Despite some over cooked fund raisings causing a few ripples recently . A couple of high profile trade sales underline the value that a great brand brings to a business.
There’s been a lot of talk recently about whether there’s another tech bubble forming, but I see two separate themes emerging. On the one hand there’s companies like Color and Pandora that raised funding purely on the strength of an idea and a solid team. Neither company has revealed how or when they will generate revenue. There was much hand wringing after Color’s VC round and Pandora’s share price crashed almost immediately post IPO. These are worrying signals in a market where entrepreneurs are being told to go out and raise as much cash as possible, whilst times are still good.

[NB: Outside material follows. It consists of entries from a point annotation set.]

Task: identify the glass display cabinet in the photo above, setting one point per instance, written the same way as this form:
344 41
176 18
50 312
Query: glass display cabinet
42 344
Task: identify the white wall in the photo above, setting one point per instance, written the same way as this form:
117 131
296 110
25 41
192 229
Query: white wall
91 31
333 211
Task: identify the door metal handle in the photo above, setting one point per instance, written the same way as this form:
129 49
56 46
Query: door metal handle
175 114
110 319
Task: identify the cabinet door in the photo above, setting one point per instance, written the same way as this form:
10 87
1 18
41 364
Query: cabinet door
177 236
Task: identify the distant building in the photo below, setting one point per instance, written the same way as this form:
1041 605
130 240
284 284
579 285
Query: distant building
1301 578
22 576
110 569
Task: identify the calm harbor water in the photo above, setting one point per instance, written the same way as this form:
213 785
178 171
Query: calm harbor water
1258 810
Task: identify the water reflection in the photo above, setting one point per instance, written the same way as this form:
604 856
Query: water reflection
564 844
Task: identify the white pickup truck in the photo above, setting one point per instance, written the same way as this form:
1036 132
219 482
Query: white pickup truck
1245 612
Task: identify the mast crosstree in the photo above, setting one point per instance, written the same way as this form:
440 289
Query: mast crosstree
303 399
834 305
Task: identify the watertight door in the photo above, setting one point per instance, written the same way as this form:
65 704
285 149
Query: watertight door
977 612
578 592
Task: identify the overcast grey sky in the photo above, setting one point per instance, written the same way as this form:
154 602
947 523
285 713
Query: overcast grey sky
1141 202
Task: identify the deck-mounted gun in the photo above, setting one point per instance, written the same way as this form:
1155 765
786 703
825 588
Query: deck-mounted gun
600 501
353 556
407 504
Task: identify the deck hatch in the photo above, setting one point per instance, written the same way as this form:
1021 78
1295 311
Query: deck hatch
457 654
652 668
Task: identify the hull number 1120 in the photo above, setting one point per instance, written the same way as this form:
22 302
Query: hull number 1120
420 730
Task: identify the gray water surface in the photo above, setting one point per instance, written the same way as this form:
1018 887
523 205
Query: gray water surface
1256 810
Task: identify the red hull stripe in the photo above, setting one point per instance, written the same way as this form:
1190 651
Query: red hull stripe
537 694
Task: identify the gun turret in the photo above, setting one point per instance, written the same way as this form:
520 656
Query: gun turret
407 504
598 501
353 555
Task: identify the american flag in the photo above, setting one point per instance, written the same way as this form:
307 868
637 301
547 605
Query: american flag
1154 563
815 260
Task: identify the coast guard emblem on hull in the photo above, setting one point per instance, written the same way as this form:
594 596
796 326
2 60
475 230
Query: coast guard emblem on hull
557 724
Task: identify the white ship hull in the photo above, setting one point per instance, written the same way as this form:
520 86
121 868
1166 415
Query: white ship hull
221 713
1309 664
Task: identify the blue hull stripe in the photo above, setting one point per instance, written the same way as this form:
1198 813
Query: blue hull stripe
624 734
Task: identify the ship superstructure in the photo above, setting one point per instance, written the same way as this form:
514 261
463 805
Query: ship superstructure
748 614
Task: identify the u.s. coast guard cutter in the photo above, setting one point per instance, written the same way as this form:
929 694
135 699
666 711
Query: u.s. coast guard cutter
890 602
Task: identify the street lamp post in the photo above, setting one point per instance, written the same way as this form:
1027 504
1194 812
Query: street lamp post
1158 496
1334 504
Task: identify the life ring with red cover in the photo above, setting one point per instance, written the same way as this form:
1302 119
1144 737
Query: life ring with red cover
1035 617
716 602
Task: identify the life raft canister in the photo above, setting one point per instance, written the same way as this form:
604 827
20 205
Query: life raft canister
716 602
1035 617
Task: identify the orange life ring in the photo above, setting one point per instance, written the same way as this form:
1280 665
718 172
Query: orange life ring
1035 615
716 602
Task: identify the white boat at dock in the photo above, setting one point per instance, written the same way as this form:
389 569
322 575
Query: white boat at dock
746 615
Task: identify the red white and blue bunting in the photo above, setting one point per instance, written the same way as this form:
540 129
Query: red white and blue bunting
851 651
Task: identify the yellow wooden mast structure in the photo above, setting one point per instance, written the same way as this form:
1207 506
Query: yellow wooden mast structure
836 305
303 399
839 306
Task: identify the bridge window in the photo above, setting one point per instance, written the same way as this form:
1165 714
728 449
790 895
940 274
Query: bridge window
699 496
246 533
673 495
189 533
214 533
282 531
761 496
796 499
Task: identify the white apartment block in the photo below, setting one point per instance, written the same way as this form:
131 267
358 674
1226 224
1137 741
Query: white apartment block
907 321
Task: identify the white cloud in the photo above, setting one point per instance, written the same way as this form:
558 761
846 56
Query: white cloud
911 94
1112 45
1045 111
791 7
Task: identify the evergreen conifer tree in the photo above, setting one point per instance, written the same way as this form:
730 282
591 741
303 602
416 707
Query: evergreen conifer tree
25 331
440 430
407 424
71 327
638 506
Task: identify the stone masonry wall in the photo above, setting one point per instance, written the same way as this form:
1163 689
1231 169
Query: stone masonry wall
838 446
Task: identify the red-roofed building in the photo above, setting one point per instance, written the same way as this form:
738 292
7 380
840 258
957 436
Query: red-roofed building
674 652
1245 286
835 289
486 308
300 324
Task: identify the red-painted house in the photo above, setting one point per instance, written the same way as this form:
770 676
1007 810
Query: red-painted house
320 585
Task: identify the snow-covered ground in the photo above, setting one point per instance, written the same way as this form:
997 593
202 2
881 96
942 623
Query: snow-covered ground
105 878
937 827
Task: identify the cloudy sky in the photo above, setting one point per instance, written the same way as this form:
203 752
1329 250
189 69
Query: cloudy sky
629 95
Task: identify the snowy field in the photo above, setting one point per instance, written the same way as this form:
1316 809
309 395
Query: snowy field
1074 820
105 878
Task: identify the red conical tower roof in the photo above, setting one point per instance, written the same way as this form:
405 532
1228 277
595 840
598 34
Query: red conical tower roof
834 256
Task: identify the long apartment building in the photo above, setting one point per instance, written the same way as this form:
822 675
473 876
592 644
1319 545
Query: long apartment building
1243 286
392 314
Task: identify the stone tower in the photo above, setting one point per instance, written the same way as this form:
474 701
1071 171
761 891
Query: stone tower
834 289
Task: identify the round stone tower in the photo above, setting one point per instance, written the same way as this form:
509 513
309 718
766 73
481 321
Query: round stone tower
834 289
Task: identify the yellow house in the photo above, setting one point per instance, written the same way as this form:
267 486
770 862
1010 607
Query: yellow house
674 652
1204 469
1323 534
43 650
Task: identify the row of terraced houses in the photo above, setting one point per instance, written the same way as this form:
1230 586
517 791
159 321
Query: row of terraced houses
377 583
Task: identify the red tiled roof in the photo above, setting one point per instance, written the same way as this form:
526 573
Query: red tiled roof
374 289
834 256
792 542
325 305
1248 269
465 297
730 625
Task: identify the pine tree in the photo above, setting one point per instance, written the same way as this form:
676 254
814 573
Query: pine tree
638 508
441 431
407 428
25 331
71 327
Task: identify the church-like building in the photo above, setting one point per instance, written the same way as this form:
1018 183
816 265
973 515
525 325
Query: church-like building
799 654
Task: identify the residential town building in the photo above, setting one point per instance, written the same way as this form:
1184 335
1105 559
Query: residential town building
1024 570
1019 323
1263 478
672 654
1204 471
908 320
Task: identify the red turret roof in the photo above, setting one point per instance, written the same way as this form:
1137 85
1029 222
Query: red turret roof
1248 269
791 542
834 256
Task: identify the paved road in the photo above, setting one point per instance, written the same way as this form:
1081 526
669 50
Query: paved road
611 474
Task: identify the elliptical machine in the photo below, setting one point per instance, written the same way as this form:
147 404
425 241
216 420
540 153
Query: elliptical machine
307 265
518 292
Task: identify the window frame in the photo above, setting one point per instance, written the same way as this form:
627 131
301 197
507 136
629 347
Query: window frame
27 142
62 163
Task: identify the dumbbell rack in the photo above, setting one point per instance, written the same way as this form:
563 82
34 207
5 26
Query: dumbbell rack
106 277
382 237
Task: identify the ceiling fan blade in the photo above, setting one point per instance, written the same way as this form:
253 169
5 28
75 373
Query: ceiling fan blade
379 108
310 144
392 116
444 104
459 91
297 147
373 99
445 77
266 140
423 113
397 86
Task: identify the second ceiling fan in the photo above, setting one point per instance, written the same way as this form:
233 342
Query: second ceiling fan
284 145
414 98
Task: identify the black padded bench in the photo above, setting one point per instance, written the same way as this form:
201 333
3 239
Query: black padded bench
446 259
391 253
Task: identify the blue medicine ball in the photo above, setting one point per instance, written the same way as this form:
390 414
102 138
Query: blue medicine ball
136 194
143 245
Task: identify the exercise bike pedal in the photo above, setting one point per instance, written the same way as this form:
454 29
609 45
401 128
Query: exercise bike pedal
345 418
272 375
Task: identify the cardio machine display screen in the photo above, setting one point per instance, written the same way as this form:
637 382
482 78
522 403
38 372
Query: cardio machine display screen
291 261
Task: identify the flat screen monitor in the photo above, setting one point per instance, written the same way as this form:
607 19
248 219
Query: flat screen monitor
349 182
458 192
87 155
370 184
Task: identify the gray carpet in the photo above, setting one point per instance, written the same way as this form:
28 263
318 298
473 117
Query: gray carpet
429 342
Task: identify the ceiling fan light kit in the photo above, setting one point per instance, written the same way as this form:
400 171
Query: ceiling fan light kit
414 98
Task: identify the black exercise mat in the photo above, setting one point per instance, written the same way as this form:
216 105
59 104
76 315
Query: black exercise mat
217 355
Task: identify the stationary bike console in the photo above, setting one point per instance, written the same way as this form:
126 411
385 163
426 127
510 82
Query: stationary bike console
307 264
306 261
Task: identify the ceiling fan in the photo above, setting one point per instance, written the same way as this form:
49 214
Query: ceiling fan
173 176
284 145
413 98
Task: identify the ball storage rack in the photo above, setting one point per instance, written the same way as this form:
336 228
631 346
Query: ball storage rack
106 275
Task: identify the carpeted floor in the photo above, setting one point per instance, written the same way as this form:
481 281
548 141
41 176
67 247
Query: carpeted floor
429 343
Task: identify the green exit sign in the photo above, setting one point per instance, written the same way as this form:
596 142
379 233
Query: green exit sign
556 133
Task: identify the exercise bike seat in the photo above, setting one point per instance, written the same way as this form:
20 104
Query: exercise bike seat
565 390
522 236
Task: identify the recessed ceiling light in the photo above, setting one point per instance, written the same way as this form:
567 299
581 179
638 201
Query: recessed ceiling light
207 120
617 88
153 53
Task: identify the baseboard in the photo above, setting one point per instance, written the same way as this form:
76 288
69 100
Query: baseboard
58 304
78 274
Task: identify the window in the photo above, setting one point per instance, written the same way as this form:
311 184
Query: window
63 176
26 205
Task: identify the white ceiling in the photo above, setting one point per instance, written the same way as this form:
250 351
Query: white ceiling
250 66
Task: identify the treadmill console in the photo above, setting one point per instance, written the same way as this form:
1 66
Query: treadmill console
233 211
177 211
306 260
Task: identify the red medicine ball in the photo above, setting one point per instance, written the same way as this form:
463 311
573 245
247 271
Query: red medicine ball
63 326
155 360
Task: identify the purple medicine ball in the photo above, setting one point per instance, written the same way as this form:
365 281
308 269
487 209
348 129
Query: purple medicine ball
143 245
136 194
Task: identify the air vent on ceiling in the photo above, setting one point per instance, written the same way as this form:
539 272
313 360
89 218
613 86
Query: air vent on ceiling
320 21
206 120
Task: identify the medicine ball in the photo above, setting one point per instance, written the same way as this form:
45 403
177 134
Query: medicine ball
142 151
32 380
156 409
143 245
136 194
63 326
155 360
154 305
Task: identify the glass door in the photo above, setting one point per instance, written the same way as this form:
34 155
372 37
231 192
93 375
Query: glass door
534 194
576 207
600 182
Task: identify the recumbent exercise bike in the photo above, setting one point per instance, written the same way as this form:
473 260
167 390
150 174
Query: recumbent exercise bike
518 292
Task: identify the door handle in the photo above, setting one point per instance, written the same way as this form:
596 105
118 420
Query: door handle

On the other hand, there are solid companies with good revenues and little debt that are cashing up through trade sale opportunities. The Go Daddy transaction was a case in point. This deal had been in the making for some time and looks like a win-win for both the founders and the institutional investors in terms of timing. Obviously it was of great interest to us at iWantMyName because GD are the largest domain registrar on the planet, with around a quarter of the entire global market.
Closer to home, the $139M buyout of listed drinks maker Charlies by Japan’s largest brewer Asahi also looks like a big win. What all of these companies have in common are great brand assets. Where they differ is that some of them not only do not generate profits, but in some cases the value proposition is less than clear. Even a great brand cannot compensate for these failings. Winning companies have recognisable brands, high performing systems or technologies and a means of generating repeating revenues. You’d have to be a right Charlie to invest in a company that didn’t have these attributes.